There is a reasonably natural involution $\phi$ on the set of underlined permutations: take the rightmost adjacent increasing or decreasing pair and either break the underline between them or combine their underlines.
For example, \begin{align*} \phi(\underline{3}\,\underline{1\,2}\,\underline{9\,10}\, \underline{8}\, \underline{7\,6\,5}\,\underline{4}) &= \underline{3}\,\underline{1\,2}\,\underline{9\,10}\, \underline{8}\, \underline{7\,6\,5\,4} \\ \phi(\underline{3}\,\underline{1\,2}\,\underline{9\,10}\, \underline{8}\, \underline{7\,6\,5\,4}) &= \underline{3}\,\underline{1\,2}\,\underline{9\,10}\, \underline{8}\, \underline{7\,6\,5}\,\underline{4} \end{align*}
Of course, if there are no adjacent increasing or decreasing pairs, we can do nothing, so define $\phi$ to be the identity in that "degenerate" case. In particular, you want to count the number of fixed points of $\phi$.
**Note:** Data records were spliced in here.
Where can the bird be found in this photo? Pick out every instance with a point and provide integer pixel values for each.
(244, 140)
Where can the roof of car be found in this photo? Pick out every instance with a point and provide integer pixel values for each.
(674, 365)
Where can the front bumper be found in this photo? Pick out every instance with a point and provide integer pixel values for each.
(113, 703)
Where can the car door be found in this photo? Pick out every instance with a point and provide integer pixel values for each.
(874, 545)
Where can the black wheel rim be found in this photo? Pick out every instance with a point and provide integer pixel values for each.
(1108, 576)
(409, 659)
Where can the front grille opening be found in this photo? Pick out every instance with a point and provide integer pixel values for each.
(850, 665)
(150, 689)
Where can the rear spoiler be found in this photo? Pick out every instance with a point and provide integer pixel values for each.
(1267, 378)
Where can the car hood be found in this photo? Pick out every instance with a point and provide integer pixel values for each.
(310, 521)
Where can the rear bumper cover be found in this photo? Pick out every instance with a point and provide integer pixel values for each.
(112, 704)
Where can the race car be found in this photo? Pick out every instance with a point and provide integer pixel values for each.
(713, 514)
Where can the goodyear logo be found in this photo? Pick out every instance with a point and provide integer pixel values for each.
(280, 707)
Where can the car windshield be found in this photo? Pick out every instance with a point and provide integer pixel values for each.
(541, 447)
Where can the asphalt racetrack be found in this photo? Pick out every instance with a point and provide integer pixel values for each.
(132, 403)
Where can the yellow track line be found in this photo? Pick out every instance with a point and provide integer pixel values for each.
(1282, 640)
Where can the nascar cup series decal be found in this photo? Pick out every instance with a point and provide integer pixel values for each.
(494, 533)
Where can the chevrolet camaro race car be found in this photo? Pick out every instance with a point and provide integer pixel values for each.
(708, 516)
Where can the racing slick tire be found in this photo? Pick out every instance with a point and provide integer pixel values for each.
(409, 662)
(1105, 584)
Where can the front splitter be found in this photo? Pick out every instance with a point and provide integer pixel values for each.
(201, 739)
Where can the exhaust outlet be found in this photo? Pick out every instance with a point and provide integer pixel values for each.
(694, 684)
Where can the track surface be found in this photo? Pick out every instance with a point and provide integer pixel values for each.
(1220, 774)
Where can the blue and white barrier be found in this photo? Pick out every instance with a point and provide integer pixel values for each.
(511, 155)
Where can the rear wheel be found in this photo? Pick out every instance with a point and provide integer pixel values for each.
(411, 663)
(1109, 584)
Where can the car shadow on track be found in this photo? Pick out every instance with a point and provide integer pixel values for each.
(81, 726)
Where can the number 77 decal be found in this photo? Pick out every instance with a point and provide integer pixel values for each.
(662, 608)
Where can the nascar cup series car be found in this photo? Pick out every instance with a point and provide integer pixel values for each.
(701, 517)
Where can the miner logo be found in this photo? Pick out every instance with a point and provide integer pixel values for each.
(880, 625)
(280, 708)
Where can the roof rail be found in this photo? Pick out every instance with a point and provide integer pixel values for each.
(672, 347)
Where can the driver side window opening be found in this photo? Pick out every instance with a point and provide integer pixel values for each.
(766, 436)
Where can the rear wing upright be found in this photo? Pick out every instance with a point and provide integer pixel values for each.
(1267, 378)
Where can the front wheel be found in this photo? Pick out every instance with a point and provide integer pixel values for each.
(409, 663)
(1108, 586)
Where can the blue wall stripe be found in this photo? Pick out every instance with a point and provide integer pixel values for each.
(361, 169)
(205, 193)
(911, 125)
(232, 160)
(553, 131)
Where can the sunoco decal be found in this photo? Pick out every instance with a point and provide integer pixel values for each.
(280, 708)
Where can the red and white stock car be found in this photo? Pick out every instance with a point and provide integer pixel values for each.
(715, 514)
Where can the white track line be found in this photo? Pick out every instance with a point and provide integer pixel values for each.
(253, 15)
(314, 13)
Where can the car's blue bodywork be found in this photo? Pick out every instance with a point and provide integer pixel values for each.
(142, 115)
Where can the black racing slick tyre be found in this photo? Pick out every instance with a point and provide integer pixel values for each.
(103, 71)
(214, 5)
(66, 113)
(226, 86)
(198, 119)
We may construct an underlined permutation in three steps: after writing $1\,2\,\ldots\,n$ in a line, (1) underline consecutive sublines together, (2) optionally reverse the order of individual sublines, and (3) permute the underlined groupings arbitrarily. For example, we might have
Define two statistics on an underlined permutation: the number $N$ of elements being permuted and the number $n$ of underlined groupings. The compositional formula for bivariate ordinary generating functions gives
$$\sum x^{N(\pi)} q^{n(\pi)} = \sum_{n=0}^\infty n! q^n (x+2x^2+2x^3+2x^4+\cdots)^n = \sum_{n=0}^\infty n! (qx)^n \frac{(1+x)^n}{(1-x)^n}\label{*}\tag{*}$$
where the sum is over all underlined permutations $\pi$.
Plug in $q=-1$ to $\eqref{*}$. The left-hand side becomes the generating function for the difference of the number of underlined permutations on $N$ elements with an even $n$ minus the number with odd $n$. Since $\phi$ preserves $N$ and, in the non-degenerate case, increments or decrements the number $n$ of underlined groupings by $1$, only degenerate $\pi'$ counted by A002464 contribute. Note that $N(\pi') = n(\pi')$ since every element must be underlined separately. Thus
$$\sum_{\pi'\text{ in }A002464} (-1)^{N(\pi')} x^{N(\pi')} = \sum_{n=0}^\infty n! (-x)^n \frac{(1+x)^n}{(1-x)^n}.\label{**}\tag{**}$$
Apply $x \mapsto -x$ to $\eqref{**}$ to get Flajolet's generating function: $$\sum_{\pi'\text{ in }A002464} x^{N(\pi')} = \sum_{n=0}^\infty n! x^n \frac{(1-x)^n}{(1+x)^n}.$$
Edit: After writing this, I noticed Flajolet and Sedgewick discuss this generating function briefly and somewhat vaguely on p.373 of their text (which was mentioned on OEIS). They give a sketch of a sketch, but the ideas are similar.
Some routine but tedious calculations do allow you to extract the double sum formula above from this generating function. I probably don't have enough interest to type those manipulations out.